Le président Alassane Ouattara, veut aller vite dans la quête de justice après les violences enregistrées avant et lors du scrutin présidentiel du 25 octobre. Réuni avec les membres du Conseil national de sécurité (CNS), ce jeudi 13 novembre 2025 au Palais présidentiel, le chef de l’État a instruit le ministre de la Justice d’engager sans délai des poursuites judiciaires contre les auteurs et commanditaires des troubles observés pendant le processus électoral.
Selon le communiqué du CNS, la rencontre a permis au président Ouattara de dresser un bilan sécuritaire globalement satisfaisant du scrutin, tout en condamnant fermement les incidents isolés survenus à la suite des manifestations initiées par le Front commun, coalition regroupant le PPA-CI et le PDCI.

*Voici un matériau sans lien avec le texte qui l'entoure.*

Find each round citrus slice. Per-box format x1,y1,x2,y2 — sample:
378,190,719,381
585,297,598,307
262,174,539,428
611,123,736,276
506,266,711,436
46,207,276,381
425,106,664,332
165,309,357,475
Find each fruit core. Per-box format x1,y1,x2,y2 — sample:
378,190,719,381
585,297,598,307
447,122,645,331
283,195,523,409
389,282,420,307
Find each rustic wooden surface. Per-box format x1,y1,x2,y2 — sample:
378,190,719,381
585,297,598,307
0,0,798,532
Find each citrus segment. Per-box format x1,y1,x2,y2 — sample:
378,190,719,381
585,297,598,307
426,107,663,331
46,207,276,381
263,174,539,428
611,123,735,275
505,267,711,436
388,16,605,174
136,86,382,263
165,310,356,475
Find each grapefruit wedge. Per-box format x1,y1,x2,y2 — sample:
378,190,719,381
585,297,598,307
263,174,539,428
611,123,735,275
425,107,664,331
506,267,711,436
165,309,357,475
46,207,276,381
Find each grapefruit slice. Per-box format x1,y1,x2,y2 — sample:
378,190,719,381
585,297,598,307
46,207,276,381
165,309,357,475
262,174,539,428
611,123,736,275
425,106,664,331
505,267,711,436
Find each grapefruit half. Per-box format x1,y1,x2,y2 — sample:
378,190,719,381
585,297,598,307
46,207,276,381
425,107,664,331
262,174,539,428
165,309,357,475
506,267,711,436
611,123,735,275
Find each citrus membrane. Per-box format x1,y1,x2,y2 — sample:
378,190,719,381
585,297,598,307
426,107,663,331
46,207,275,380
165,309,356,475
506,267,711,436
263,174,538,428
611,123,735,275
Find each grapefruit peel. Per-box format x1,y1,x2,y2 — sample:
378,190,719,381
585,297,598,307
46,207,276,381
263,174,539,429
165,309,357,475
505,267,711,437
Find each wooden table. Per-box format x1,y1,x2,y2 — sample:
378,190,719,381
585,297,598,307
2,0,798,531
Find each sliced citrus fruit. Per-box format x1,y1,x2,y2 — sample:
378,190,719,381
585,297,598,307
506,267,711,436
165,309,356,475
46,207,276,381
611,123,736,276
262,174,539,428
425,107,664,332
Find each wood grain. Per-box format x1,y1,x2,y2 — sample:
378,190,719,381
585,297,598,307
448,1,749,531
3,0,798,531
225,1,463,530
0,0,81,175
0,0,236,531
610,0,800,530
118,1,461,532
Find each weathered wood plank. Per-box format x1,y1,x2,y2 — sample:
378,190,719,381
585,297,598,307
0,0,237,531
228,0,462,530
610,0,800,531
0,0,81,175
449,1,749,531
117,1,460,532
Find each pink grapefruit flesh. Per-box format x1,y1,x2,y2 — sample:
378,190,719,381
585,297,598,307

Ces troubles, indique le document consulté par nordsud.info, se sont traduits par des affrontements intercommunautaires, des incendies de sites de la Commission électorale indépendante (CEI), la destruction de bureaux de vote, des attaques contre des forces de sécurité et des autorités locales, ainsi qu’une tentative de sabotage d’installations d’un fournisseur d’énergie. Le bilan fait état de 11 morts, dont un officier de gendarmerie, 71 blessés et 1 658 interpellations.
Face à ces faits, le président de la République a exprimé sa compassion aux familles endeuillées et aux blessés, tout en appelant à la rigueur judiciaire.
« Le chef de l’État a instruit le ministre en charge de la Justice de prendre toutes les dispositions nécessaires pour situer, dans les plus brefs délais, les responsabilités et accélérer les poursuites judiciaires à l’encontre des contrevenants ainsi que des commanditaires », précise le communiqué signé de Fidèle Sarassoro, secrétaire exécutif du CNS.
Alassane Ouattara a, dans le même temps, félicité les forces de défense et de sécurité pour leur professionnalisme et leur réactivité dans la gestion de la situation. Grâce à l’opération “Espérance”, conduite par 44 000 éléments déployés sur tout le territoire, le scrutin a pu se tenir dans le calme sur l’ensemble du pays, malgré quelques foyers de tension.

« Le Président s’est félicité du bilan de cette opération, qui a permis aux populations d’accomplir en toute sécurité leur devoir civique », souligne le communiqué.
En prévision des élections législatives du 27 décembre prochain, le Conseil national de sécurité a annoncé la mise en place d’une nouvelle opération de sécurisation, mobilisant le même nombre d’hommes que pour la présidentielle. Le chef de l’État a insisté sur la protection des sites sensibles et le maintien de l’ordre public sur toute l’étendue du territoire.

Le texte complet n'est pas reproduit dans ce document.